Oct 14, 2007

Salman Rushdie speaks about ‘Role of the Writer’

Acclaimed and controversial novelist spoke about the “Role of the Writer” Friday night to a packed house in the Memorial Practice Gymnasium.

Rushdie, recently knighted by the for his service to literature, concluded a writer’s role was to inform, provide pleasure, impart truth, illuminate foreign ideas or places, celebrate the unexpected, inspire dreams and deal with international issues on the human scale.

“However unimportant literature may seem, in the end it is literature that writes the history of our lives,” Rushdie said.

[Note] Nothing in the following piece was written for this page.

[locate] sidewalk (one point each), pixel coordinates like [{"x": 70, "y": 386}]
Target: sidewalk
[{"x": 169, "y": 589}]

The humorous speech recounted his personal experiences, among them the much publicized Fatwa from the Ayatollah Khomeini that forced him to go into hiding in the late 1980s, and discussed the many roles and obligations that writers have in society.

Rushdie implored writers to bring truth to their readers even in fiction and even if it leads them to become targets for people in power who may disagree.

“Don’t stay in the safe middle ground,” Rushdie said. “There are interest groups in the world who do not wish us to increase the size of the universe.”

Rushdie also discussed the difficulty novelists face writing in the current age of contention because character does not always determine destiny.

“It becomes more important than ever for art to become that space where human intimacy is preserved,” Rushdie said. “The writer’s role is not to answer the questions of the world but to frame the issues in interesting ways.”